Contact:  Rob Mrowka, (702) 249-5821

Rose Found in California and Nevada Proposed for Endangered Species Act Protection
With 2,011 Acres of Protected Habitat

RENO, Nev. Following an agreement with the Center for Biological Diversity to speed decisions on protection of 757 imperiled species across the country, the U.S. Fish and Wildlife Service proposed today to protect a flower in California and Nevada under the Endangered Species Act, along with 2,011 acres of “critical” habitat. Webber’s ivesia is a small yellow flower in the rose family that only grows in special soils that can take 1,000 years to form.

Webber's ivesia
Webber's ivesia photo by Sarah Kulpa, USFWS. This photo is available for media use.

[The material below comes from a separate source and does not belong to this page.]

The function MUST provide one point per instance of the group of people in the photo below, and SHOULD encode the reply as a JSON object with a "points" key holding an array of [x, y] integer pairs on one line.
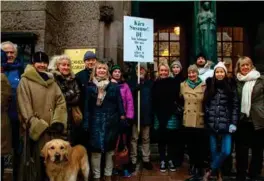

“Endangered Species Act protection will ensure that this rare desert rose is around for future generations to enjoy. Protecting it will also protect a very special type of irreplaceable habitat,” said Rob Mrowka, a Nevada-based ecologist at the Center.

The rose only grows in rocky, clay-based soils that are wet in spring and that shrink and swell with drying and wetting. The soil occurs in areas with sparse vegetation associated with low sagebrush. The five counties where the rare flower is found are in the transition zone between the Sierra Nevada Mountains and the Great Basin Desert.

There are only 16 surviving populations, some of which may already be extirpated. The primary threats to the flower are invasive plants and wildfires that are more frequent and more intense than in the past. It is also threatened by off-road vehicles, roads, development, livestock grazing and climate change.

The habitat proposed for protection is found in northeastern California in Plumas, Lassen and Sierra counties, as well as in northwestern Nevada in Washoe and Douglas counties. The critical habitat being proposed to protect the plant will require federal agencies to consult with the Fish and Wildlife Service before funding or permitting projects that could harm the flower’s habitat.

Webber’s ivesia has been on a waiting list for federal protection since 2002. The Center petitioned for federal protection for the flower in 2004. In 2011 the Center and the Service reached a landmark agreement that will ensure all the species on the federal waiting list for protection as of 2010 will get decisions within the next four years.

“The Fish and Wildlife Service is making excellent progress in working through the backlog of species in dire need of federal protection. Now Congress needs to step up to the plate and designate the funding the Service desperately needs to move these endangered species toward recovery,” said Mrowka.

The Center for Biological Diversity is a national, nonprofit conservation organization with more than 625,000 members and online activists dedicated to the protection of endangered species and wild places.